Colin Moses of the POA made an impassioned speech decrying the proposed privatisation of the nation's jails as "morally repugnant," to strong backing by the Trades Union Congress.

Mr Moses stated: "We have spent the last two years looking at public-sector workers being under attack. As a member of the Prison Service I have felt that attack first hand. I have heard people baulk at the idea that they could privatise water but when you talk about privatising prisons you go even further."

He insisted that those prisons currently under private ownership were failing miserably.
"Private-sector prisons are at the bottom of their own league tables. Privatisation has failed throughout western Europe.
"It is touted as being a panacea but there have been no fewer suicides and as many if not more assaults. The goal of private prisons is to smash public-sector unions," Mr Moses stated.

The proposed privatisation would be akin to stepping back in time, he said. "It is about making profit from incarceration and if that is the case we are going back to Victorian times and locking people up for profit and putting debtors in prison. Is that what we are going back to?"

In a direct challenge to the government and Prime Minister, Mr Moses reminded Congress of a comment made by Jack Straw in 1997 in which he described privatisation of the prison system as "morally repugnant."

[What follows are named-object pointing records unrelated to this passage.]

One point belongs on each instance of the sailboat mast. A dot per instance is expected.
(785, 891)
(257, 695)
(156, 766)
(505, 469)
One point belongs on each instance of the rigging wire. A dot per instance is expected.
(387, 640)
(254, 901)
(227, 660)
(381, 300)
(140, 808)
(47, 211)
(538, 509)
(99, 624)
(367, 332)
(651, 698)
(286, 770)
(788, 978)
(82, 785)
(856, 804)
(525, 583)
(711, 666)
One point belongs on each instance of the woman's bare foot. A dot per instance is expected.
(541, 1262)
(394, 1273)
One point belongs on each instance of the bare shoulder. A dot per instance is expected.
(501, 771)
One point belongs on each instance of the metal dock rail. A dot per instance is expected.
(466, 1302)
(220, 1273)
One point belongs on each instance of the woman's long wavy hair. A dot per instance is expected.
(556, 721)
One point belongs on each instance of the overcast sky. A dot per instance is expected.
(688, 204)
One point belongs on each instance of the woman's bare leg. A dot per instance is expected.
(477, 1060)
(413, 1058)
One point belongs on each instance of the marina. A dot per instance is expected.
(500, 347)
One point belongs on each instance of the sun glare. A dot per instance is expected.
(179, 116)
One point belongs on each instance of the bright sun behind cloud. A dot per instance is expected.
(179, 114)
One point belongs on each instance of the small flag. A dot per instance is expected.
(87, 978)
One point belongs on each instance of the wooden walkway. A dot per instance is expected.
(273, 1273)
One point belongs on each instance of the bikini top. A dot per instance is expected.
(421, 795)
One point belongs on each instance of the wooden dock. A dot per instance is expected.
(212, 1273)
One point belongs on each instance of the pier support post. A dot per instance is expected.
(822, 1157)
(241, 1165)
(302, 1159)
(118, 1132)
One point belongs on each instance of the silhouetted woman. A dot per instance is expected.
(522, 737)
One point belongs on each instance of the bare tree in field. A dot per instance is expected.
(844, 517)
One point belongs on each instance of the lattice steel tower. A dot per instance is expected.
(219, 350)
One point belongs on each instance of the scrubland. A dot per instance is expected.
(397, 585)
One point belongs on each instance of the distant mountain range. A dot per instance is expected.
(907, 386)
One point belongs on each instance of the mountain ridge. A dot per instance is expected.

"What was morally repugnant in 1997 should be morally repugnant today," he argued. "I would like to hear Gordon Brown say stop privatisation now."
The motion was backed by the Civil Service Union PCS. PCS representative Austin Harney said that the privatisation of prisons had been "a catalogue of failure and mismanagement."

He pointed out that the very first example of privatisation in the criminal justice system was transportation to Australia, adding that that had been a disaster.
"Privatisation has been a flawed experiment and nowhere more so than in the criminal justice system."

He concluded by calling on all trade unions in the justice sector to join forces to oppose privatisation - not only of the prison system but also of the courts system, in which many of his members worked.

Sunday, September 13, 2009

NM Rothschild pitches motorway privatisation plan

First they came for heavy industry. Then the energy sector. Then bus and train transport. Then water and air traffic control.

Now capital is pushing for the privatisation of Britain's motorway network.


From Business Times:

A radical plan to raise £100 billion by privatising the motorway network has been presented to the three main political parties by NM Rothschild, the influential investment bank.

Rothschild, an architect of several privatisations, made its pitch in the weeks running up to the summer recess on July 21, Whitehall sources said. Bankers told leading politicians that the sale of the roads overseen by the Highways Agency — all motorways and most big trunk roads — could help revive battered public finances.

Toll-road companies and infrastructure funds would compete to operate and maintain stretches of the network.

In one version of the scheme, the government would pay for upkeep through a system of “shadow” tolls. A more radical, and less politically palatable, option would be for companies to charge motorists directly through toll booths or electronic card readers. The RAC Foundation, a motorists’ group, advocated privatisation in a report last week.

The Rothschild plan has already won the support of Vince Cable, the Liberal Democrats’ deputy leader and Treasury spokesman.

“This is an attractive, positive idea which could release considerable resources to the public finances and may have real environmental merits,” Cable said. “The scale of it is vast — it makes rail privatisation look like small beer.”